The rate in Wolverhampton went up 24 per cent to 72.1, Cannock Chase's rate was 68.5, up 23 per cent, and in South Staffordshire there was a 15 per cent rise to 61.4 cases per 100,000.

However, the vast majority of those at risk of dying have received the first dose of their vaccine.

Dr Lisa McNally, Sandwell's director of public health, said the return of schools and increased rapid testing may have contributed to a rise in cases.

But she said a third wave could be on the horizon as too many people were "starting to relax" and not sticking to the rules, which was partly due to "lockdown fatigue" and the success of the vaccine programme.

Tired

She said: "It is understandable that people are getting tired of lockdown, but we have to finish the job.

"If we drop our guard we will be heading towards another wave of cases, and just how big that is depends entirely on all of us."

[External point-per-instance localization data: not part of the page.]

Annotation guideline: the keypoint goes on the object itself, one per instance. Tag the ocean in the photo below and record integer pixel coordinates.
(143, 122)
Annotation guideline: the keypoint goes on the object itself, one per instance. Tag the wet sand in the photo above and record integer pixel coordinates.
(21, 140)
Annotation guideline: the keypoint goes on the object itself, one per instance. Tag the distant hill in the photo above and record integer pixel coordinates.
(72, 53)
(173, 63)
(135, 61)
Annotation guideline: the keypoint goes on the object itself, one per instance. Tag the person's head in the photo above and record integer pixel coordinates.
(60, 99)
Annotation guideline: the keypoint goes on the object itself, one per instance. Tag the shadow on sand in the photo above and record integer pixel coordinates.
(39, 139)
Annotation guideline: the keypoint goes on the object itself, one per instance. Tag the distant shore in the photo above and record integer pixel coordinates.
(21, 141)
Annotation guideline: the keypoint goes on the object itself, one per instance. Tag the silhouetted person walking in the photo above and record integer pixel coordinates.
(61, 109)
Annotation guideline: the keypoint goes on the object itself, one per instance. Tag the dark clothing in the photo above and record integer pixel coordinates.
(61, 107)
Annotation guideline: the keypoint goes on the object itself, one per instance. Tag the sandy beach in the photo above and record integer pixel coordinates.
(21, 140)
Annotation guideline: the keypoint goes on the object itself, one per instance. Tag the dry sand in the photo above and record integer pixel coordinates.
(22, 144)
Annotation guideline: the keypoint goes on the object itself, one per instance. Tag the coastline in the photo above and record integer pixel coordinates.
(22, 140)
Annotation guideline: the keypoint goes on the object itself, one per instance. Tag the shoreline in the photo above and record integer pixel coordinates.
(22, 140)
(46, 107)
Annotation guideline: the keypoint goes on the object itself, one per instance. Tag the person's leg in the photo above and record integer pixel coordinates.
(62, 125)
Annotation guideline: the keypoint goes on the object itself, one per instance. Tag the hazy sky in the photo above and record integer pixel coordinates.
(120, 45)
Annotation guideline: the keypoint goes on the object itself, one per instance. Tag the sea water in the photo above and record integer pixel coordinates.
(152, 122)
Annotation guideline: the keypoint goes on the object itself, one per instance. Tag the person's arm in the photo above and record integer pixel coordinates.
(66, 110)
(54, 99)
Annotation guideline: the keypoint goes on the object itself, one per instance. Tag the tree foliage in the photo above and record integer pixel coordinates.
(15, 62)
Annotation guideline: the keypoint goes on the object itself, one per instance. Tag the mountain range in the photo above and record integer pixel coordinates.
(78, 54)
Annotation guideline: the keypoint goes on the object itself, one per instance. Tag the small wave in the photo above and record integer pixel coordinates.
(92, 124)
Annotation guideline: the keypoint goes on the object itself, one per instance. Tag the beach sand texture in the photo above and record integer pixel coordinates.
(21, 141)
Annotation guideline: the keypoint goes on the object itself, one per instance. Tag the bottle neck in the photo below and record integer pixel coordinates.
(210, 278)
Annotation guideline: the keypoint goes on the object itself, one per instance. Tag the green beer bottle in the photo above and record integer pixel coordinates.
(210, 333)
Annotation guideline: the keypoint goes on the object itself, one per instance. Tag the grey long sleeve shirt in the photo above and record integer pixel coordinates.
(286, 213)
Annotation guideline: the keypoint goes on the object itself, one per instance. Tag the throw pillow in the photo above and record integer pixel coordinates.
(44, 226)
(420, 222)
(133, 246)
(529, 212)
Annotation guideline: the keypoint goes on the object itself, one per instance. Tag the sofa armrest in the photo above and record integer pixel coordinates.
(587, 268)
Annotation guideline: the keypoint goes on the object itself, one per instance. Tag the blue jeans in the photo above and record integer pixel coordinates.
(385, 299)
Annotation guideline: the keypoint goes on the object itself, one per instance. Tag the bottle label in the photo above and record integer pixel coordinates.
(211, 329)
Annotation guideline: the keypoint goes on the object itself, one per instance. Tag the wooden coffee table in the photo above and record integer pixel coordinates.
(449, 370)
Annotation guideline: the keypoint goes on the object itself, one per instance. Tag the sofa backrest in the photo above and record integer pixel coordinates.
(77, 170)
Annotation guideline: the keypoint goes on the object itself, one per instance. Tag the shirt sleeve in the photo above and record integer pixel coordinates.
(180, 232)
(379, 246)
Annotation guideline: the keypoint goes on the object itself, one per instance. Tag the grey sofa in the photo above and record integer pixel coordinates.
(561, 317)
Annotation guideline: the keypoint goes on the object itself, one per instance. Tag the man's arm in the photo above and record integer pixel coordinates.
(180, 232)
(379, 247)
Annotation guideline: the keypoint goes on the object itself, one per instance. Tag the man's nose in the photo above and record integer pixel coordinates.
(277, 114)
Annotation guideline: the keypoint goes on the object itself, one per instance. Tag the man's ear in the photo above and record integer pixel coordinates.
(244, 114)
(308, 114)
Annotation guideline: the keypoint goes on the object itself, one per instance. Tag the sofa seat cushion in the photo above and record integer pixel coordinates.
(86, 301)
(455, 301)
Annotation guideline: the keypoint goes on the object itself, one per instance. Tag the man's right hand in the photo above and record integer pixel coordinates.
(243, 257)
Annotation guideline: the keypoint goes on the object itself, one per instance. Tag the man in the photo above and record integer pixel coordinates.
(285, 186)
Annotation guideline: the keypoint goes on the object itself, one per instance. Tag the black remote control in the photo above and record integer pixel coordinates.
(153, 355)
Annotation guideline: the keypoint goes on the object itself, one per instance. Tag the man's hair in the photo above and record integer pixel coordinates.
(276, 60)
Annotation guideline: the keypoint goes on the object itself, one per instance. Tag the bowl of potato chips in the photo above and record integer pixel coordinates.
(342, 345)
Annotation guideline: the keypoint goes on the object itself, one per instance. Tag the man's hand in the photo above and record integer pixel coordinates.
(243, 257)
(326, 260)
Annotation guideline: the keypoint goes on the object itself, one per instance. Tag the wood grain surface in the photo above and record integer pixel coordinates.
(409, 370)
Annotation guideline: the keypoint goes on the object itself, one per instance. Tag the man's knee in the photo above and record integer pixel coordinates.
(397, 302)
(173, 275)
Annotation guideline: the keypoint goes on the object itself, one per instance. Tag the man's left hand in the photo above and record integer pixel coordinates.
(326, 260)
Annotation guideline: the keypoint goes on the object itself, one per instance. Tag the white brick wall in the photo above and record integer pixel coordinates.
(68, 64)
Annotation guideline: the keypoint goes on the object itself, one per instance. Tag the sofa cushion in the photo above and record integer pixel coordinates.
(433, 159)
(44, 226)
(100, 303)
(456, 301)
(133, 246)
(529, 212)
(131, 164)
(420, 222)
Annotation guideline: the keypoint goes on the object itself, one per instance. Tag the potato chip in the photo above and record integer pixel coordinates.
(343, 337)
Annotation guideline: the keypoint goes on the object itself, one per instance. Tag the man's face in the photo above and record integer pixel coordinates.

Dr McNally said case rates across the region were still higher than they were last July.

She said the Kent variant – which spreads more easily and has a higher fatality rate than other strains – was "easily the most dominant strain" in the region, and that while the vaccination programme had been "a huge success", around half of the population were yet to receive the jab.

"At the moment we are still extremely vulnerable as a population," Dr McNally said.

"This virus is going to take more lives, and everyone has to ask themselves how determined am I to do the best I can to make sure that it's not me or a family member.

"The battle is nowhere near over."

Heartache

Police and health leaders in Wolverhampton have also called on people to be vigilant to avoid "further heartache" caused by Covid-19.

John Denley, director of public health, and Superintendent Simon Inglis made the plea as lockdown restrictions are slowly eased.

Mr Denley offered his condolences to people who have lost ones as he called the upcoming weeks and months the "most critical" yet.

Superintendent Simon Inglis of Wolverhampton Police, added: "The last year has been like no other. We have faced some significant challenges and will do so again moving forward.

"However, we still have some tough times ahead and we would ask that you continue to support us as we help the city come slowly out of lockdown."